1. Naissance de la créature

Notions clés & Définitions

  • Cadre temporel et atmosphérique : contexte précis de la naissance, souvent associé à des éléments météorologiques et horaires qui renforcent l’atmosphère dramatique. Dans l’extrait, la nuit d’hiver en novembre, avec la pluie battante et minuit, crée une ambiance lugubre et mystérieuse. Mary Shelley (1818) utilise ce cadre pour souligner la tension entre vie et mort.

  • Narrateur-personnage et focalisation interne : le narrateur, ici Victor Frankenstein, est à la fois témoin et acteur de la scène. La focalisation interne permet au lecteur de percevoir ses pensées, émotions et perceptions directement, renforçant l’intensité dramatique.

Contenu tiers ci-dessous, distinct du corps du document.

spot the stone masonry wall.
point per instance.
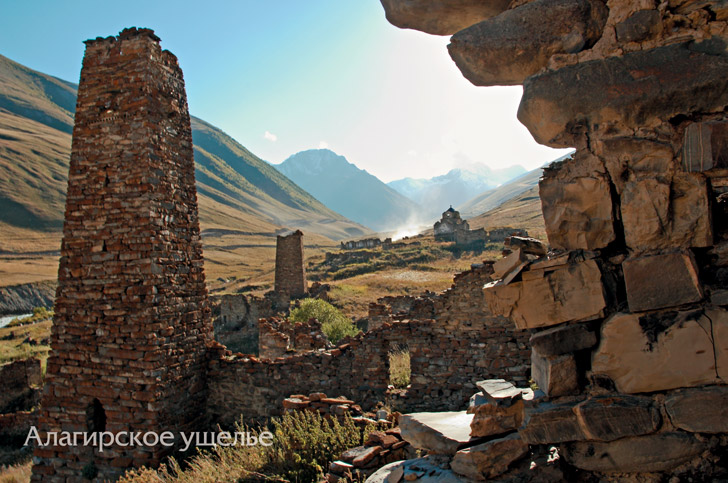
(629, 310)
(290, 278)
(448, 355)
(131, 315)
(20, 381)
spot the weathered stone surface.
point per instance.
(529, 246)
(290, 276)
(508, 263)
(666, 212)
(563, 340)
(639, 26)
(705, 146)
(438, 433)
(629, 90)
(490, 459)
(550, 297)
(578, 211)
(490, 419)
(656, 352)
(507, 49)
(555, 375)
(500, 392)
(719, 323)
(655, 452)
(440, 17)
(612, 417)
(132, 319)
(551, 423)
(699, 410)
(660, 281)
(628, 159)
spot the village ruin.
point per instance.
(622, 324)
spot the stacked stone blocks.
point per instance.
(131, 316)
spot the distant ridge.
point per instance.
(454, 188)
(351, 191)
(236, 189)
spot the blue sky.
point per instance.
(281, 76)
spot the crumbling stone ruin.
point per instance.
(365, 243)
(448, 355)
(628, 311)
(278, 338)
(451, 228)
(290, 278)
(131, 318)
(21, 380)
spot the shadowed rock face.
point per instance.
(440, 17)
(499, 51)
(632, 297)
(625, 92)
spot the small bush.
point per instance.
(304, 445)
(334, 324)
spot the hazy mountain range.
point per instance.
(351, 191)
(456, 187)
(236, 190)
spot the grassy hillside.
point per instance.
(522, 211)
(243, 201)
(349, 190)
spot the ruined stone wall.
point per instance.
(628, 311)
(20, 381)
(448, 356)
(131, 315)
(279, 338)
(290, 278)
(237, 325)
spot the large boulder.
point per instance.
(440, 17)
(661, 212)
(699, 410)
(488, 460)
(518, 43)
(656, 352)
(677, 283)
(550, 296)
(629, 91)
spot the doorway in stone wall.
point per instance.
(400, 369)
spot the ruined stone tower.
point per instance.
(290, 274)
(131, 317)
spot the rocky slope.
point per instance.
(454, 188)
(348, 190)
(236, 189)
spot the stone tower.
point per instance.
(290, 274)
(131, 315)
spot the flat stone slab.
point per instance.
(656, 452)
(422, 470)
(438, 433)
(699, 410)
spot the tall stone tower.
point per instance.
(132, 320)
(290, 273)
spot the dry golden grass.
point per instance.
(523, 211)
(15, 348)
(16, 473)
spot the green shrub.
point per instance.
(304, 444)
(334, 324)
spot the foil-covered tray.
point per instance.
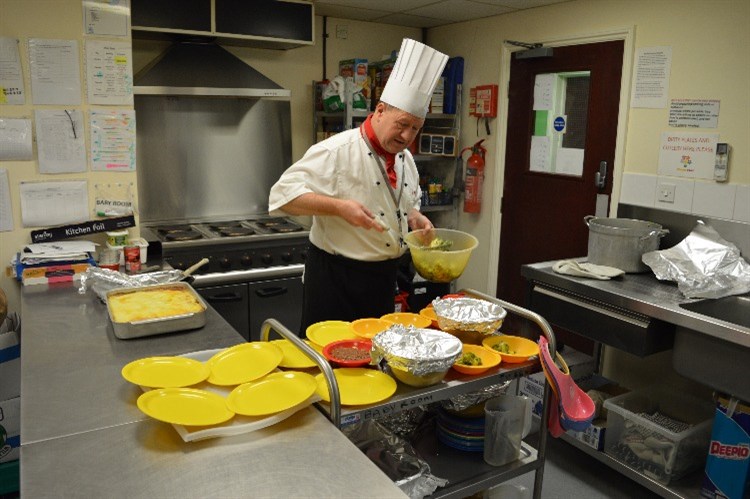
(417, 351)
(468, 314)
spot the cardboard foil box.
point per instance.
(10, 429)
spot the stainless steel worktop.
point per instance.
(82, 435)
(644, 294)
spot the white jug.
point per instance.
(507, 420)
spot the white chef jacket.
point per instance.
(342, 167)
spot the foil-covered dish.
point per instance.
(468, 314)
(414, 354)
(101, 280)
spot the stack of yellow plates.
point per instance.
(358, 386)
(272, 394)
(244, 362)
(165, 372)
(185, 406)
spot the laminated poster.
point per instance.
(113, 141)
(11, 76)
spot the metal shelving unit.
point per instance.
(466, 471)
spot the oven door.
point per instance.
(232, 303)
(279, 299)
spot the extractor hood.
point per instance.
(203, 69)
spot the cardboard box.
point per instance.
(356, 69)
(10, 365)
(727, 472)
(10, 429)
(593, 436)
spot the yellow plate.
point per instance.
(244, 362)
(272, 394)
(294, 358)
(323, 333)
(358, 386)
(165, 372)
(185, 406)
(408, 319)
(523, 347)
(369, 327)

La présence des pronoms personnels « je », « moi », « mes » implique une implication personnelle forte.

  • Antithèse vie/mort (ombre et lumière) : opposition entre la lumière vacillante, symbole de vie naissante, et l’obscurité de la nuit, associée à la mort ou à l’oubli. Cette dualité souligne la tension morale et symbolique de la naissance de la créature, entre création et destruction.

  • Métaphore de l’ouverture des yeux comme naissance : l’action d’ouvrir les yeux de la créature symbolise sa naissance, son émergence dans le monde. La métaphore évoque aussi le dessillement, la révélation, mais soulève une interrogation morale sur la nature de cette « vie » nouvelle.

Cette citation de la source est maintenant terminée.